I have a few questions on missing values in your dataset. I am especially interested in the missing values in "MAM_COHORT_1112", "MAS_COHORT_1112", "MBL_COHORT_1112", "MHI_COHORT_1112", "MTR_COHORT_1112","MWH_COHORT_1112".

In the data set features such as "MAM_ COHORT_1011" which is the "Number of Native American students in the graduation cohort" have over 60% NA values. Is it because the values here are actually 0?

If the value is not 0, I could impute. However with such a high number of missing values, imputation is difficult.

I could estimate the missing values from the census data, however I noticed some discrepancies in values. For instance, observation 89 (ALABAMA - Mobile County) records MAM_ COHORT_1011=45. However the census data for the same observation shows NH_AIAN_alone_CEN_2010 = 2. NH_AIAN_alone_CEN_2010 is defined as "Number of people who indicate no Hispanic origin and their only race as "American Indian or Alaska Native" or report entries such as Navajo, Blackfeet, Inupiat, Yup'ik, or Central/South American Indian groups in the 2010 Census population.

  • 1 comment

  • Manager   •   over 4 years ago

    The NA values should be treated as missing and not 0 value.

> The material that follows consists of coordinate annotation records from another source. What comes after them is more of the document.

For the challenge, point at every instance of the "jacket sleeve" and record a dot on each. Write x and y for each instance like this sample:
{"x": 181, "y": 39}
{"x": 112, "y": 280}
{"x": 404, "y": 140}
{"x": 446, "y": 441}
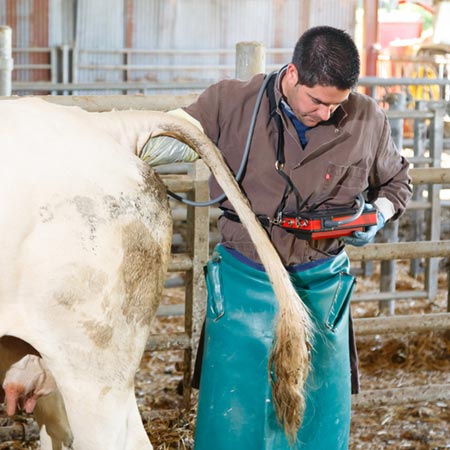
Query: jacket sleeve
{"x": 389, "y": 180}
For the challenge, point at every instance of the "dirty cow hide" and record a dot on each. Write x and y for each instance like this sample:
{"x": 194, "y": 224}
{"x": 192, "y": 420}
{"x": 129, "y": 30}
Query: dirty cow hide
{"x": 85, "y": 232}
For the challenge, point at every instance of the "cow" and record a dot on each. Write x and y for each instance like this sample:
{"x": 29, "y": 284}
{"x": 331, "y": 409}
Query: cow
{"x": 85, "y": 231}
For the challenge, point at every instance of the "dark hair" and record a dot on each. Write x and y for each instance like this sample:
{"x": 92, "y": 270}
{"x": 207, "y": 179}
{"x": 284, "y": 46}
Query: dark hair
{"x": 328, "y": 57}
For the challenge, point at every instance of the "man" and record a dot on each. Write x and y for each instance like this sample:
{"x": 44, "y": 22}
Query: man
{"x": 316, "y": 146}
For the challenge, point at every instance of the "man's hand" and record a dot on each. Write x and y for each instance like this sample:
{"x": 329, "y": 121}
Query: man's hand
{"x": 361, "y": 238}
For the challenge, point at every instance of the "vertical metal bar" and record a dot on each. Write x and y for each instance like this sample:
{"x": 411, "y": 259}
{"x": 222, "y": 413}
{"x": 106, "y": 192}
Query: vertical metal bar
{"x": 250, "y": 59}
{"x": 420, "y": 136}
{"x": 396, "y": 102}
{"x": 6, "y": 61}
{"x": 434, "y": 229}
{"x": 54, "y": 67}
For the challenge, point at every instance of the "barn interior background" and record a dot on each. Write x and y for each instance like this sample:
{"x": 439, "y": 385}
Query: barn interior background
{"x": 175, "y": 48}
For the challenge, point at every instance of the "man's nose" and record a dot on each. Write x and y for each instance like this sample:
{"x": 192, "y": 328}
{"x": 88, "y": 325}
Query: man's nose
{"x": 325, "y": 112}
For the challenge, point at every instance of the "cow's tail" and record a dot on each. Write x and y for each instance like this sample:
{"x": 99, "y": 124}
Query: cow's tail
{"x": 289, "y": 359}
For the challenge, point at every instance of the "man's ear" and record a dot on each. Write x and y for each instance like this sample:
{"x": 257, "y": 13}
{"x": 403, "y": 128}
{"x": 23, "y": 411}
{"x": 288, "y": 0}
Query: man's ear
{"x": 292, "y": 74}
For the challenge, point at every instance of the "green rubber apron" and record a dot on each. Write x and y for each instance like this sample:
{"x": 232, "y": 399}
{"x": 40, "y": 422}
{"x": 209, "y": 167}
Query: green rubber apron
{"x": 235, "y": 409}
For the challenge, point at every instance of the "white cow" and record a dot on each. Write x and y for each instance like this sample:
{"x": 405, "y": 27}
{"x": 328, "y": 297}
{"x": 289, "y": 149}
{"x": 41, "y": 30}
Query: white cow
{"x": 85, "y": 233}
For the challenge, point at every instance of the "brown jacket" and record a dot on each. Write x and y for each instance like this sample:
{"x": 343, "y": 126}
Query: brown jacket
{"x": 351, "y": 153}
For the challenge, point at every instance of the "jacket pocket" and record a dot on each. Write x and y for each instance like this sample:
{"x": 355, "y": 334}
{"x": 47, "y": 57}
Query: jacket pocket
{"x": 214, "y": 287}
{"x": 341, "y": 300}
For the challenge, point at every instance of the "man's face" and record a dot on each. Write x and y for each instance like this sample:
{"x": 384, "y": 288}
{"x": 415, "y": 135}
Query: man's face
{"x": 314, "y": 104}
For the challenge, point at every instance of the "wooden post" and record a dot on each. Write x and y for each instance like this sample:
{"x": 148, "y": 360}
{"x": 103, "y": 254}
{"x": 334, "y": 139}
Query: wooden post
{"x": 250, "y": 59}
{"x": 198, "y": 246}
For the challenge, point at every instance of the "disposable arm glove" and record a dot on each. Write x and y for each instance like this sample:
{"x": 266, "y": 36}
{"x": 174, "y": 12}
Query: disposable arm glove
{"x": 361, "y": 238}
{"x": 165, "y": 150}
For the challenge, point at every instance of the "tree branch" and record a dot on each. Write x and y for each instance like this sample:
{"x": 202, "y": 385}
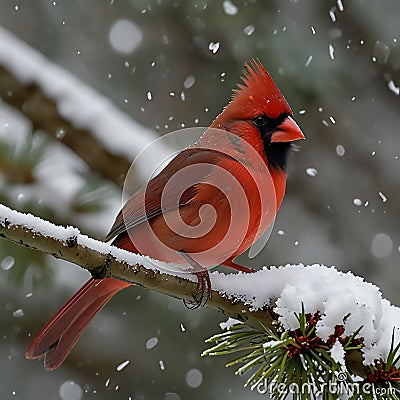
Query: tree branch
{"x": 109, "y": 264}
{"x": 104, "y": 261}
{"x": 42, "y": 111}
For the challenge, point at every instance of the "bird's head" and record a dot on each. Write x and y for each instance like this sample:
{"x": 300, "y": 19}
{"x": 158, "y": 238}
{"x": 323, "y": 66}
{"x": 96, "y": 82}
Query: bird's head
{"x": 261, "y": 115}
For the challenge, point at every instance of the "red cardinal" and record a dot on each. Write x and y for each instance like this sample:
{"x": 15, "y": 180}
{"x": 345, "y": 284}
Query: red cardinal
{"x": 207, "y": 206}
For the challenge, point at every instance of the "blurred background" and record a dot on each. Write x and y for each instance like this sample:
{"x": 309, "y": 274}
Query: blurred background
{"x": 169, "y": 64}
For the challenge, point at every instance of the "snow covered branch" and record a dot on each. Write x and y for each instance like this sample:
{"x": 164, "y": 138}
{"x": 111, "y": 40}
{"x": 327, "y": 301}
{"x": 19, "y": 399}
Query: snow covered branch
{"x": 65, "y": 108}
{"x": 331, "y": 321}
{"x": 104, "y": 260}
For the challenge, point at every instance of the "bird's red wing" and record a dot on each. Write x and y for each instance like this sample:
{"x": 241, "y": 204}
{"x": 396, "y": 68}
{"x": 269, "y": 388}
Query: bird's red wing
{"x": 161, "y": 194}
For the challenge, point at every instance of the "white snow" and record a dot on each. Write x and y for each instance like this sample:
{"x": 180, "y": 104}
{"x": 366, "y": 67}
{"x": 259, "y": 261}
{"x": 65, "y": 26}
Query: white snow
{"x": 340, "y": 150}
{"x": 122, "y": 365}
{"x": 194, "y": 378}
{"x": 393, "y": 87}
{"x": 341, "y": 298}
{"x": 213, "y": 47}
{"x": 7, "y": 263}
{"x": 229, "y": 8}
{"x": 151, "y": 343}
{"x": 70, "y": 390}
{"x": 249, "y": 30}
{"x": 383, "y": 197}
{"x": 338, "y": 353}
{"x": 76, "y": 102}
{"x": 381, "y": 245}
{"x": 124, "y": 36}
{"x": 331, "y": 52}
{"x": 228, "y": 323}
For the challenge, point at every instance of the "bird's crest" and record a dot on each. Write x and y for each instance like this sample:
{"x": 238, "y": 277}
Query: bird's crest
{"x": 258, "y": 94}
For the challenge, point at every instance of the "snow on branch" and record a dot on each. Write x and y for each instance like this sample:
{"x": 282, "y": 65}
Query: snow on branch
{"x": 327, "y": 319}
{"x": 67, "y": 109}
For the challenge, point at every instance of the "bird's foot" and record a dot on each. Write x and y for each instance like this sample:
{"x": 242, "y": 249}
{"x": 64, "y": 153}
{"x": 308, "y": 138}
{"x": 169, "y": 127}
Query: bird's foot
{"x": 203, "y": 292}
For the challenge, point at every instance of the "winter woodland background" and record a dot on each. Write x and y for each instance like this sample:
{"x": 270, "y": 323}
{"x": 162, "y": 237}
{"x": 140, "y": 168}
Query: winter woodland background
{"x": 338, "y": 64}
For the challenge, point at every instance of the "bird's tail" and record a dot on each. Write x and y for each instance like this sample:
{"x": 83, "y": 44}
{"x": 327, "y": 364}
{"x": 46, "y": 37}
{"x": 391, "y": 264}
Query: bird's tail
{"x": 59, "y": 335}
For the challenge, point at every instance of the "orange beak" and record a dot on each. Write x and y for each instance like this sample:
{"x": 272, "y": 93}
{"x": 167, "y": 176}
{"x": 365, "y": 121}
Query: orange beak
{"x": 287, "y": 131}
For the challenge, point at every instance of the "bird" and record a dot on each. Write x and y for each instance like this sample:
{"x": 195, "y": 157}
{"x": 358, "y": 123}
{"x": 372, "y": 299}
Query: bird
{"x": 207, "y": 206}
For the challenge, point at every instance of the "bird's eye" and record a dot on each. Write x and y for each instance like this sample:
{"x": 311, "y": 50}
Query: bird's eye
{"x": 260, "y": 120}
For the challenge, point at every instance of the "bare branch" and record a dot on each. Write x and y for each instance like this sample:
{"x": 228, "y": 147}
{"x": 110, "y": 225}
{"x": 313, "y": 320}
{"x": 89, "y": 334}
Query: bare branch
{"x": 42, "y": 111}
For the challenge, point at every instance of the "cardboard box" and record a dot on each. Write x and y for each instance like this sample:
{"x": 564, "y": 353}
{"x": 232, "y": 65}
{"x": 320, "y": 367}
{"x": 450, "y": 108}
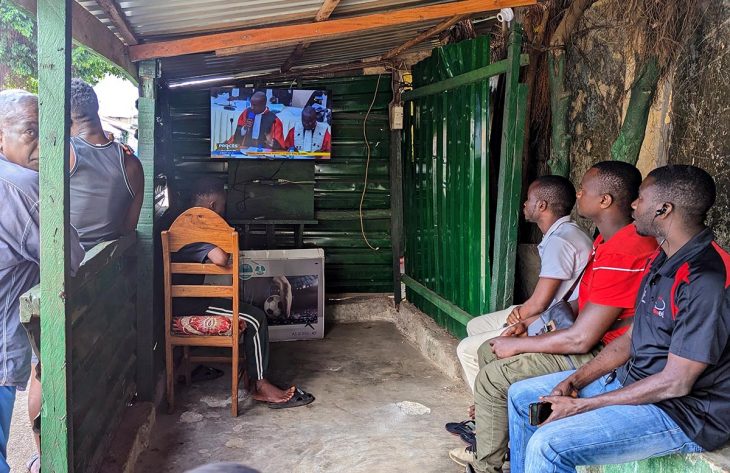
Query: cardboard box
{"x": 288, "y": 285}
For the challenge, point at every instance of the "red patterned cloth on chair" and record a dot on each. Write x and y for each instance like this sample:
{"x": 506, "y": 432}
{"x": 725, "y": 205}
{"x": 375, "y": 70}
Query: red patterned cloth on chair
{"x": 208, "y": 325}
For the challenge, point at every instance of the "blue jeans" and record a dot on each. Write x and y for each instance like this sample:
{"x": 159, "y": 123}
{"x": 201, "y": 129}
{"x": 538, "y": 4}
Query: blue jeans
{"x": 7, "y": 400}
{"x": 613, "y": 434}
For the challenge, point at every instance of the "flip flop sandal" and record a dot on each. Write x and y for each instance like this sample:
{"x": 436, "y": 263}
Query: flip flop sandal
{"x": 469, "y": 439}
{"x": 202, "y": 373}
{"x": 300, "y": 398}
{"x": 458, "y": 428}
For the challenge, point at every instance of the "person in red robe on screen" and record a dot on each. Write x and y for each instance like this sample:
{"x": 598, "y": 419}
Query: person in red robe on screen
{"x": 309, "y": 135}
{"x": 258, "y": 127}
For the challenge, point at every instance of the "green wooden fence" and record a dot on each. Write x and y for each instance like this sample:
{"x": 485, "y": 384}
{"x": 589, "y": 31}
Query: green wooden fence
{"x": 102, "y": 355}
{"x": 448, "y": 175}
{"x": 349, "y": 264}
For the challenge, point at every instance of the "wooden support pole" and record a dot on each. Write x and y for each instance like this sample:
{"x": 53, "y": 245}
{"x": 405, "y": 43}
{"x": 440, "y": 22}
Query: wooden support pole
{"x": 92, "y": 33}
{"x": 149, "y": 73}
{"x": 428, "y": 34}
{"x": 509, "y": 179}
{"x": 259, "y": 39}
{"x": 396, "y": 194}
{"x": 54, "y": 84}
{"x": 116, "y": 16}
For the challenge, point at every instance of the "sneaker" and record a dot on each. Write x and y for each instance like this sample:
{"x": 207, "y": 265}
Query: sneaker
{"x": 463, "y": 455}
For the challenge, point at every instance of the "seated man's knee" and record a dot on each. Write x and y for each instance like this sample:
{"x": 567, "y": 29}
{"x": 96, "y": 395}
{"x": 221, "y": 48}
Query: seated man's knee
{"x": 521, "y": 390}
{"x": 541, "y": 445}
{"x": 484, "y": 353}
{"x": 485, "y": 385}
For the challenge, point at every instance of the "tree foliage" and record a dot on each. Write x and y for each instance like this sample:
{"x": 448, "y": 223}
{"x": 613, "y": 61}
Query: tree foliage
{"x": 19, "y": 58}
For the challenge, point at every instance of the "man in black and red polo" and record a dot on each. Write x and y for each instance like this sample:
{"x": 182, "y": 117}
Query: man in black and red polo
{"x": 663, "y": 387}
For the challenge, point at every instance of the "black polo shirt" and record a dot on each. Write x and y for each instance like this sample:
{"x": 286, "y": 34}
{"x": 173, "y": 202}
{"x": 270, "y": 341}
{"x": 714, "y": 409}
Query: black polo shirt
{"x": 683, "y": 307}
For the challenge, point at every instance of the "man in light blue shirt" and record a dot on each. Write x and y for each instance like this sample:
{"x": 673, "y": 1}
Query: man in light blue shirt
{"x": 564, "y": 252}
{"x": 19, "y": 244}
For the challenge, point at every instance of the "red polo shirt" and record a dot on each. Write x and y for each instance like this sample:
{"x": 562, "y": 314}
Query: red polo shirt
{"x": 614, "y": 273}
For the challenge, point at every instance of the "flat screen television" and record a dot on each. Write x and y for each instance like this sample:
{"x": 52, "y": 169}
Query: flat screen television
{"x": 255, "y": 123}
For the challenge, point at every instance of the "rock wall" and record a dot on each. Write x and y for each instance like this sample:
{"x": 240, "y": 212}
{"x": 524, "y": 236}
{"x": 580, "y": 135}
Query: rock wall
{"x": 690, "y": 118}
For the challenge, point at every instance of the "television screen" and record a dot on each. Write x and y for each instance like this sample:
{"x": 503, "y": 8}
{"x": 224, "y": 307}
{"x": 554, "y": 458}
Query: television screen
{"x": 248, "y": 123}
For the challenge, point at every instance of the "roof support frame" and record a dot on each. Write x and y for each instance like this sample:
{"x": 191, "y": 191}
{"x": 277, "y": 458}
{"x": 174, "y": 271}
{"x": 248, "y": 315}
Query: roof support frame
{"x": 242, "y": 41}
{"x": 323, "y": 14}
{"x": 118, "y": 19}
{"x": 426, "y": 35}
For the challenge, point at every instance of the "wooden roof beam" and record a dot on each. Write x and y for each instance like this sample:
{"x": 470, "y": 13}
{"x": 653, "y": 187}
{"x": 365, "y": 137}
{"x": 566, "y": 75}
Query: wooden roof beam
{"x": 92, "y": 33}
{"x": 247, "y": 40}
{"x": 118, "y": 19}
{"x": 323, "y": 14}
{"x": 426, "y": 35}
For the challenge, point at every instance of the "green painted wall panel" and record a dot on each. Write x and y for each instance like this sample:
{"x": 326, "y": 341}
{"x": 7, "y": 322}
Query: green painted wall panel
{"x": 349, "y": 264}
{"x": 446, "y": 163}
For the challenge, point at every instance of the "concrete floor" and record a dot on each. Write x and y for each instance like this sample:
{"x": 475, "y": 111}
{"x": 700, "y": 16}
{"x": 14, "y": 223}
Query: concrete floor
{"x": 21, "y": 445}
{"x": 381, "y": 406}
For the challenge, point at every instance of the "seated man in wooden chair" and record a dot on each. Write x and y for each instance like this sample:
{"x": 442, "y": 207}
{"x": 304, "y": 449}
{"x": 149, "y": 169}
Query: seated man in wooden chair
{"x": 209, "y": 193}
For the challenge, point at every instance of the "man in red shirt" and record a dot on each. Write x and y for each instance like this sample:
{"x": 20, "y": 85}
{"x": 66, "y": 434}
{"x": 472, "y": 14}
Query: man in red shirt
{"x": 605, "y": 308}
{"x": 309, "y": 135}
{"x": 258, "y": 126}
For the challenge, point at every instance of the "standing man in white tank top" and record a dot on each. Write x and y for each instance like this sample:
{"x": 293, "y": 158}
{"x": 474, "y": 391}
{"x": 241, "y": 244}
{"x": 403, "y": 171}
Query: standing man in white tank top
{"x": 564, "y": 252}
{"x": 106, "y": 192}
{"x": 107, "y": 183}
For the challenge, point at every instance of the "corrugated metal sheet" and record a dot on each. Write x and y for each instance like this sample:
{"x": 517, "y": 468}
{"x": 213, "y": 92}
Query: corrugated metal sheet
{"x": 446, "y": 185}
{"x": 344, "y": 50}
{"x": 156, "y": 19}
{"x": 350, "y": 265}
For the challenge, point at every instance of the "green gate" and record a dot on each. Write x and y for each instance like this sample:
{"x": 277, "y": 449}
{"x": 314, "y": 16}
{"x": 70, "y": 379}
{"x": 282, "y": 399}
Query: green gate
{"x": 458, "y": 263}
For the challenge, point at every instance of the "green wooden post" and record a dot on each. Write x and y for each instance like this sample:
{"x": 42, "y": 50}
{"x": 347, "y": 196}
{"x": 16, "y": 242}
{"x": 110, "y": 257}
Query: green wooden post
{"x": 148, "y": 74}
{"x": 396, "y": 193}
{"x": 54, "y": 77}
{"x": 509, "y": 183}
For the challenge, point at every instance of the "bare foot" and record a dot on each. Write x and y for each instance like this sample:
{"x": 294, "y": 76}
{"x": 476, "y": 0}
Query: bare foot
{"x": 265, "y": 391}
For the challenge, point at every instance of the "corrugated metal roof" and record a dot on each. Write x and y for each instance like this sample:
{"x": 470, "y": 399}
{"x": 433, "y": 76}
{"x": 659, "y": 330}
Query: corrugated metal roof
{"x": 362, "y": 46}
{"x": 153, "y": 20}
{"x": 156, "y": 19}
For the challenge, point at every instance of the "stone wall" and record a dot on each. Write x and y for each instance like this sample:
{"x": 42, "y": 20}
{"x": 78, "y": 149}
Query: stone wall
{"x": 690, "y": 119}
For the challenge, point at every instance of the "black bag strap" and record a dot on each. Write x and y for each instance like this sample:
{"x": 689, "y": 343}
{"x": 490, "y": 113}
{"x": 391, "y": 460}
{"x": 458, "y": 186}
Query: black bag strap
{"x": 577, "y": 281}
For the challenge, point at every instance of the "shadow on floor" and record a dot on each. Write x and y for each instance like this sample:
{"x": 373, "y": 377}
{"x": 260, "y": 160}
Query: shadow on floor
{"x": 380, "y": 407}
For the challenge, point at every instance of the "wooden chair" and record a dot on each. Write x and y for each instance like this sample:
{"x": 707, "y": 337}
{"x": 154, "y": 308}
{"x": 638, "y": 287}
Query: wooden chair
{"x": 200, "y": 225}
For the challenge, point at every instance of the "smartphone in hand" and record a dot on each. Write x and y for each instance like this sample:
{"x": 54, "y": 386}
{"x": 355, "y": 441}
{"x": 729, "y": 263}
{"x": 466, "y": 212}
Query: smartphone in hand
{"x": 539, "y": 412}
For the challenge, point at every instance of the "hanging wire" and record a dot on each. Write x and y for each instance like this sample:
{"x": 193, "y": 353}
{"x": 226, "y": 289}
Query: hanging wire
{"x": 367, "y": 165}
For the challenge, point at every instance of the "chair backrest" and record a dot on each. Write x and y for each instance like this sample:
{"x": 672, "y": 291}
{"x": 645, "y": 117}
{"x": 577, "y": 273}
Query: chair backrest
{"x": 200, "y": 225}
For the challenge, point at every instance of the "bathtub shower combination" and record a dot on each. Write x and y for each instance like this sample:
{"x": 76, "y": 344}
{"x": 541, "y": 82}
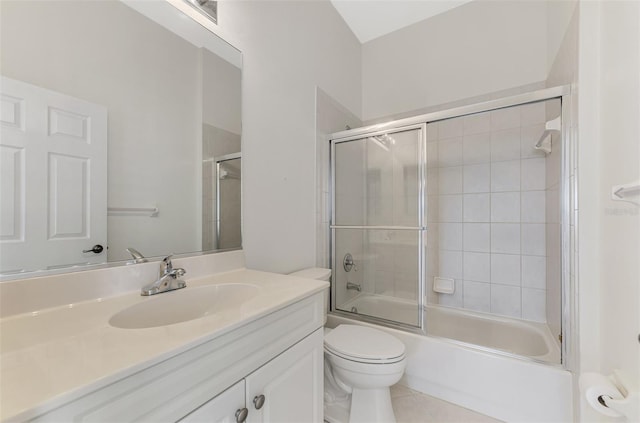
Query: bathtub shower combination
{"x": 453, "y": 225}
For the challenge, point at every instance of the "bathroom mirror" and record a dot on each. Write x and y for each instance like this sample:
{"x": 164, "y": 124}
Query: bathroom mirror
{"x": 117, "y": 117}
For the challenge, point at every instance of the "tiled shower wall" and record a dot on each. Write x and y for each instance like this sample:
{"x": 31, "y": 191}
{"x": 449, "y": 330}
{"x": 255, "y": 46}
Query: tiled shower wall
{"x": 487, "y": 213}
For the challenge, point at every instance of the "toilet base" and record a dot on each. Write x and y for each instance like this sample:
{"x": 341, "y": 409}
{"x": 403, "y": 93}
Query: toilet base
{"x": 364, "y": 406}
{"x": 337, "y": 411}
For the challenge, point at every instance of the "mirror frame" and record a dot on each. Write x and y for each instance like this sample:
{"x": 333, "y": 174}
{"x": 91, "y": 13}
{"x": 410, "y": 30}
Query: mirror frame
{"x": 200, "y": 31}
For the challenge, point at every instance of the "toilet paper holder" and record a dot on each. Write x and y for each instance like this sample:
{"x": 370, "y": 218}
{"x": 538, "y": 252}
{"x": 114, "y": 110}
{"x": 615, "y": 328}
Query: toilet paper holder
{"x": 629, "y": 406}
{"x": 616, "y": 401}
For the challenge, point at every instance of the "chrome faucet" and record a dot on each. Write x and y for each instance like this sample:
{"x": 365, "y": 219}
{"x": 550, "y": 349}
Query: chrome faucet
{"x": 137, "y": 256}
{"x": 168, "y": 279}
{"x": 354, "y": 286}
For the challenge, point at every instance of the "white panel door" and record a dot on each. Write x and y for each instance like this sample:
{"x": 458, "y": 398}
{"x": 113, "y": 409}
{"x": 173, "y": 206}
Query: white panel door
{"x": 291, "y": 385}
{"x": 53, "y": 194}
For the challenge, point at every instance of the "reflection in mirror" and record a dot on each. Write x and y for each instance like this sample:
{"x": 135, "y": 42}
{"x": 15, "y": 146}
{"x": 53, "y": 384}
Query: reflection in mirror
{"x": 112, "y": 126}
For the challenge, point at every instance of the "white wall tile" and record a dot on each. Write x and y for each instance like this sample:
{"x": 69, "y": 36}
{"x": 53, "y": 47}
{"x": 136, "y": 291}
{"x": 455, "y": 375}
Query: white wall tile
{"x": 476, "y": 208}
{"x": 534, "y": 272}
{"x": 505, "y": 118}
{"x": 477, "y": 237}
{"x": 505, "y": 269}
{"x": 489, "y": 158}
{"x": 477, "y": 267}
{"x": 450, "y": 128}
{"x": 505, "y": 238}
{"x": 476, "y": 148}
{"x": 477, "y": 296}
{"x": 505, "y": 145}
{"x": 506, "y": 300}
{"x": 477, "y": 178}
{"x": 533, "y": 305}
{"x": 450, "y": 180}
{"x": 450, "y": 152}
{"x": 533, "y": 175}
{"x": 450, "y": 208}
{"x": 505, "y": 176}
{"x": 533, "y": 239}
{"x": 450, "y": 264}
{"x": 450, "y": 236}
{"x": 452, "y": 300}
{"x": 384, "y": 283}
{"x": 505, "y": 207}
{"x": 477, "y": 123}
{"x": 533, "y": 206}
{"x": 433, "y": 181}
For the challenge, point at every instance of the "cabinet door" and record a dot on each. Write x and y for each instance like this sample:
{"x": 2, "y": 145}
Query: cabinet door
{"x": 221, "y": 409}
{"x": 291, "y": 383}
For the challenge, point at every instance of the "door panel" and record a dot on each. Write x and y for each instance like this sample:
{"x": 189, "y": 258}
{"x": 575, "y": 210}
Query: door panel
{"x": 54, "y": 204}
{"x": 291, "y": 384}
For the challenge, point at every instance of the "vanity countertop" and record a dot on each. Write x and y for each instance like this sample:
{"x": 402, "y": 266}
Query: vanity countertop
{"x": 50, "y": 356}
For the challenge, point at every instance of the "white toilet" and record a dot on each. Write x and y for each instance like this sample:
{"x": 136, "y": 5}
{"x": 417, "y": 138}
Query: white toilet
{"x": 361, "y": 363}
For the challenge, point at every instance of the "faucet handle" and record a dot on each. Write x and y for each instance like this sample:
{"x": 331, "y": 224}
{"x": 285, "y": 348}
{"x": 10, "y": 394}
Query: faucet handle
{"x": 165, "y": 265}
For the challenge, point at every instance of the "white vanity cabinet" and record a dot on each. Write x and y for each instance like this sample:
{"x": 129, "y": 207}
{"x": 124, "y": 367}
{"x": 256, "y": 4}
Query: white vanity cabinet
{"x": 286, "y": 389}
{"x": 225, "y": 408}
{"x": 278, "y": 355}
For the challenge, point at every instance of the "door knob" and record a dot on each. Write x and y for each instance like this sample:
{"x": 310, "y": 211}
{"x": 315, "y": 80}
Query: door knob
{"x": 241, "y": 415}
{"x": 97, "y": 249}
{"x": 258, "y": 401}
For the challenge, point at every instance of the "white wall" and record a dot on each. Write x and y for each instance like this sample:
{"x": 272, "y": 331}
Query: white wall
{"x": 609, "y": 232}
{"x": 478, "y": 48}
{"x": 289, "y": 48}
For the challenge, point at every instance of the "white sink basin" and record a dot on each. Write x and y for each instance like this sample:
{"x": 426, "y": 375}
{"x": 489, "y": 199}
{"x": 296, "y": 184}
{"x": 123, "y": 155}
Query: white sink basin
{"x": 182, "y": 305}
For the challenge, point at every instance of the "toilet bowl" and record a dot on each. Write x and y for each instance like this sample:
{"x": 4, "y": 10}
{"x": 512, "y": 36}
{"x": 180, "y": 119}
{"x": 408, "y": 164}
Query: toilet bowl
{"x": 361, "y": 363}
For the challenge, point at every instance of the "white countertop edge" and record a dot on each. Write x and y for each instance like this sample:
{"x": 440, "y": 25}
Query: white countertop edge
{"x": 65, "y": 397}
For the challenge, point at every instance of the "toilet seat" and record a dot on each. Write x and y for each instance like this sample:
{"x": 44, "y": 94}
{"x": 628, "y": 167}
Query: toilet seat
{"x": 364, "y": 345}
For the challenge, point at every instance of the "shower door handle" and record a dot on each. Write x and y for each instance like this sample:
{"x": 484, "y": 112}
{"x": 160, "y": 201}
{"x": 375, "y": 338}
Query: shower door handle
{"x": 348, "y": 263}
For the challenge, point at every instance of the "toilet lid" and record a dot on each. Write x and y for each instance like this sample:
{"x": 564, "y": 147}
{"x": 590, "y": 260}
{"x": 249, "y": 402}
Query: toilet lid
{"x": 363, "y": 343}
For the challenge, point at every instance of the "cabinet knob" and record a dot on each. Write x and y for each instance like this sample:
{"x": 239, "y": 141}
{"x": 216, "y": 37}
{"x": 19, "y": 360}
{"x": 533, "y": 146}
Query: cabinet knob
{"x": 258, "y": 401}
{"x": 241, "y": 415}
{"x": 96, "y": 249}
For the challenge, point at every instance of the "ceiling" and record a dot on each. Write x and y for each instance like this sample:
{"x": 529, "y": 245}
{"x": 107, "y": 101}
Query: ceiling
{"x": 369, "y": 19}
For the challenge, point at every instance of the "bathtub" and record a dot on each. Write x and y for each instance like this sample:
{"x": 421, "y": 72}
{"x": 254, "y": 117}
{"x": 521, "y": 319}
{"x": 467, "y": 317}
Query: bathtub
{"x": 523, "y": 338}
{"x": 469, "y": 359}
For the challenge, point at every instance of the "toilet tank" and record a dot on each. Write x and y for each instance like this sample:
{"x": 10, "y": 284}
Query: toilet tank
{"x": 317, "y": 273}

Certain school districts might not have chosen to report these values or they might not have applied to them.

    As far as discrepancy between the school data and the census data, we do expect this to happen and it is due to the fact that we took a single TRACT (the one that had the highest proportionate geographic overlap) and assigned it to a school district. So the census tract acts as more of a proxy to the area around/near the school district. The school district could have overlapped with multiple TRACTs.